3. Increase enrollment in the HDHP:
Removal of the Co -pay plan automatically accomplishes this goal. Additionally,
however, plan options of EE + One and EE + Children provide options to the
employee below the cost of standard family coverage. Further, those persons
previously on Co -pay family coverage will save significant premium and total out
of pocket expense by movement to the HDHP and those previously on Co -pay
single coverage will see their premium expense reduced from $917 /year to $0
with out of pocket expense reduced in the best case scenario to the minimum
dollar necessary to gain the employer HDHP match.
4. Provide Employees with enrollment options beyond single and family:
Proposed is EE + One, and EE + Children, both of which have premium
expenses below the current family coverage. The Elect plan is also proposed for
each of the plan options.
5. Reduce the number and dollar amount of preventable claims:
This goal has been referred to the Wellness Committee.
6. Provide health and wellness coaching to employees through the
insurance company:
This goal has been referred to the Wellness Committee.

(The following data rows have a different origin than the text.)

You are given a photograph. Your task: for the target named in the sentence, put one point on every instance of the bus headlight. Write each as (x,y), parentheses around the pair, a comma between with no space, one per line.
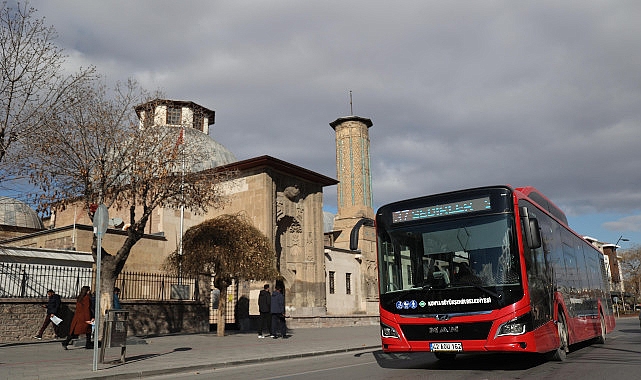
(516,326)
(388,332)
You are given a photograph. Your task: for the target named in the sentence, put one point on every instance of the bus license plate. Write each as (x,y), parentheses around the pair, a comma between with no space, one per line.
(446,347)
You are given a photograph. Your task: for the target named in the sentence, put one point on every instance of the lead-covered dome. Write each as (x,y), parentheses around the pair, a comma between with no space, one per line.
(216,153)
(18,214)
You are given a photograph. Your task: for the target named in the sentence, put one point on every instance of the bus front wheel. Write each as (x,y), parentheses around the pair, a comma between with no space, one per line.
(560,353)
(601,338)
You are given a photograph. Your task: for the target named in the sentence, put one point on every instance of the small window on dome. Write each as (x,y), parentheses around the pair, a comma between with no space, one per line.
(174,115)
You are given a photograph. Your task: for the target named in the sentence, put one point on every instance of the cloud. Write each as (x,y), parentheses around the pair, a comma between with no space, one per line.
(628,223)
(461,93)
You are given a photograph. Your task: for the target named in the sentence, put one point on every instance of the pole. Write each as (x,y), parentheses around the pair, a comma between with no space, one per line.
(100,224)
(182,211)
(97,306)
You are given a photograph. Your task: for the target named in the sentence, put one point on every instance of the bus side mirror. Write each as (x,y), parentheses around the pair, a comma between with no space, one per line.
(531,229)
(353,236)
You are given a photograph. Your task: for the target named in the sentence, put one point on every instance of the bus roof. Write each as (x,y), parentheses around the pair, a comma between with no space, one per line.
(540,199)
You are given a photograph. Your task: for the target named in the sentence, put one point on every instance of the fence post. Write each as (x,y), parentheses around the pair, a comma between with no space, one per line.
(23,284)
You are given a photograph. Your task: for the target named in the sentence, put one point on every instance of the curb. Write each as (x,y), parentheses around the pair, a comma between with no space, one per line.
(200,367)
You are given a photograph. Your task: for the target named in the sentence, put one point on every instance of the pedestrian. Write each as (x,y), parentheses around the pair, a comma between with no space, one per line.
(117,298)
(264,307)
(82,319)
(52,306)
(278,313)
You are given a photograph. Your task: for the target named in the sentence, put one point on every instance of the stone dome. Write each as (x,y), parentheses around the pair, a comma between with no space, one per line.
(18,214)
(215,152)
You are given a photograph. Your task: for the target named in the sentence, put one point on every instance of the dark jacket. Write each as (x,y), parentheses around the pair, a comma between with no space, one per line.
(82,314)
(53,304)
(264,301)
(278,303)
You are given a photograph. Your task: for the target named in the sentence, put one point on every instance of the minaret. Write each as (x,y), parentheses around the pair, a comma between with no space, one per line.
(353,167)
(355,200)
(354,189)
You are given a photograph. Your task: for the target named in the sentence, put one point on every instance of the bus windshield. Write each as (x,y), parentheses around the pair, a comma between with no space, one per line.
(467,252)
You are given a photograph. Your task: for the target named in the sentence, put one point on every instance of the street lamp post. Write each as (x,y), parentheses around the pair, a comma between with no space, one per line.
(616,245)
(621,238)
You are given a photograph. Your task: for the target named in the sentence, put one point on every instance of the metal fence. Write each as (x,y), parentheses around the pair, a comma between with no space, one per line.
(20,280)
(33,281)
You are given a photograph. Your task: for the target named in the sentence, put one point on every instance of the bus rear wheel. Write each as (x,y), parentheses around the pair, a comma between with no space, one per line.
(445,356)
(560,353)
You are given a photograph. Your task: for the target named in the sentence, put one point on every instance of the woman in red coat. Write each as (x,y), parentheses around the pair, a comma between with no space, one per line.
(82,318)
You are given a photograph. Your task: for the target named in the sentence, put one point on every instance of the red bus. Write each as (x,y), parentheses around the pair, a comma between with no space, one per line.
(491,269)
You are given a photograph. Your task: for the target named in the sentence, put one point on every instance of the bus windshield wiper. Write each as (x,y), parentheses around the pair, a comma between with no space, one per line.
(485,290)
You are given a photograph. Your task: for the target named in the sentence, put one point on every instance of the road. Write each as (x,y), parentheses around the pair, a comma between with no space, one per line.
(619,358)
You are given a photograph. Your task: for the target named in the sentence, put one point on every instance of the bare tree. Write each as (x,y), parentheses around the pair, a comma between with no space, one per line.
(229,247)
(32,82)
(95,152)
(631,264)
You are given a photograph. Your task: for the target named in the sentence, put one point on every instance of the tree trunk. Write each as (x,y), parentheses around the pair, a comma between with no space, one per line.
(222,306)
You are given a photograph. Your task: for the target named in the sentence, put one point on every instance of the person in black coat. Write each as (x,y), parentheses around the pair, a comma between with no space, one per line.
(264,307)
(52,306)
(278,314)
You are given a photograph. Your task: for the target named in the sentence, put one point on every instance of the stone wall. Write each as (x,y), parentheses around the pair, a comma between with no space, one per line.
(22,318)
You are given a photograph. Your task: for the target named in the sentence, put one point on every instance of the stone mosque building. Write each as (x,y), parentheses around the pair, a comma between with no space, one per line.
(323,277)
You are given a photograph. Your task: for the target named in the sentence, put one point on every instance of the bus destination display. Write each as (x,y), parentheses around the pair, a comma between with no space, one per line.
(445,209)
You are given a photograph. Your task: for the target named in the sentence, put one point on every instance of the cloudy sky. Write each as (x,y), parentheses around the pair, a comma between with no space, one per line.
(461,93)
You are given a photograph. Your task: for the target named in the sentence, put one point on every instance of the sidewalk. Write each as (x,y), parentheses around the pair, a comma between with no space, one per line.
(177,353)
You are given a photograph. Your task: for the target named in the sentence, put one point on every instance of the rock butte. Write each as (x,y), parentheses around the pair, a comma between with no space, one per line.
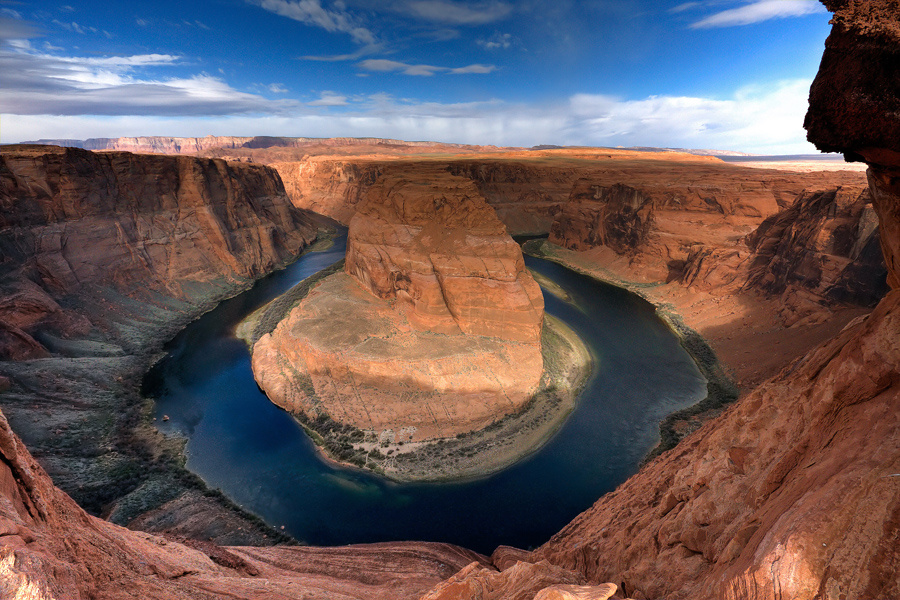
(791,492)
(433,331)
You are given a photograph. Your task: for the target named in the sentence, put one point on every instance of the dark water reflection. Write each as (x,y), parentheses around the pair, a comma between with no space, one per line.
(256,454)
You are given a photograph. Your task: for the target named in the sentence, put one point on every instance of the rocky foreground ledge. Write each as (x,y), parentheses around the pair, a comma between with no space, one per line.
(105,257)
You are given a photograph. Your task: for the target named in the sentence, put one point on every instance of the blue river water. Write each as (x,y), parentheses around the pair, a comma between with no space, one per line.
(258,456)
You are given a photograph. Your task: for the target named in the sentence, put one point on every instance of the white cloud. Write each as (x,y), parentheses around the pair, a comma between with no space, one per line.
(477,69)
(330,99)
(73,26)
(762,119)
(382,65)
(42,83)
(684,7)
(758,11)
(496,41)
(444,11)
(364,51)
(311,12)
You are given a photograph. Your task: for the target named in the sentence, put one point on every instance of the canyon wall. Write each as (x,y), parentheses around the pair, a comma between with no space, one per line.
(433,330)
(51,549)
(792,492)
(104,258)
(75,224)
(216,143)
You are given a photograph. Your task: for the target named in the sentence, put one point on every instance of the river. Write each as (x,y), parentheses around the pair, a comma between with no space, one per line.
(258,456)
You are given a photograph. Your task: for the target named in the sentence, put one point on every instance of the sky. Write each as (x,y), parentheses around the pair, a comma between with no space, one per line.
(715,74)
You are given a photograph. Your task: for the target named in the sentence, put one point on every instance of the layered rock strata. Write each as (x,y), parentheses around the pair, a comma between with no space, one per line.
(434,329)
(793,491)
(438,248)
(74,222)
(50,548)
(104,258)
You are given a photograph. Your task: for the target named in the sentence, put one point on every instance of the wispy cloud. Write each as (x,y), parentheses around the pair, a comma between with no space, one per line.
(758,11)
(330,99)
(765,119)
(475,69)
(457,13)
(38,82)
(364,51)
(73,26)
(382,65)
(311,12)
(496,41)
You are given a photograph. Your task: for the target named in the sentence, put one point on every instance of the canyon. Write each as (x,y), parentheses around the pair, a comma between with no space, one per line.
(791,491)
(432,331)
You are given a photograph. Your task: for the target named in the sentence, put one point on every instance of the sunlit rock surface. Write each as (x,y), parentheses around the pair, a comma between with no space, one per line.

7. Provide access to programming such as smoking cessation:
This goal has been referred to the Wellness Committee.
8. Increase employee understanding of drivers of health care costs:
The HR Department, with assistance from Insurance Committee representatives,
will provide educational opportunities for employees.
9. Improve employee health care purchasing decisions:
See # 8.
10. Identify a reward system to limit use of the health care plan:
For future discussion.
11. Decrease the timeframe of Employer contributions to Deductible:
Proposed is that employer would contribute at first payrolls of January, April, July
and October. This increases employer costs due to annual turnover of
employees although maximum exposure at current contribution levels is about
$6,000 /year within the HSA at a 15% turnover rate. The HRA component would
be fully funded on January 1 of each year with expected budgeted exposure of
$150,000 per plan year.
Other Issues:
A. Impact to persons waiving coverage:
No change. ER contribution to grandfathered employees is assumed to
continue at $225 /month with those persons waiving coverage through the two
$0 contribution enrollment openers also not changing. Future deductibility of
this entire contribution is in doubt which we create a need for further review.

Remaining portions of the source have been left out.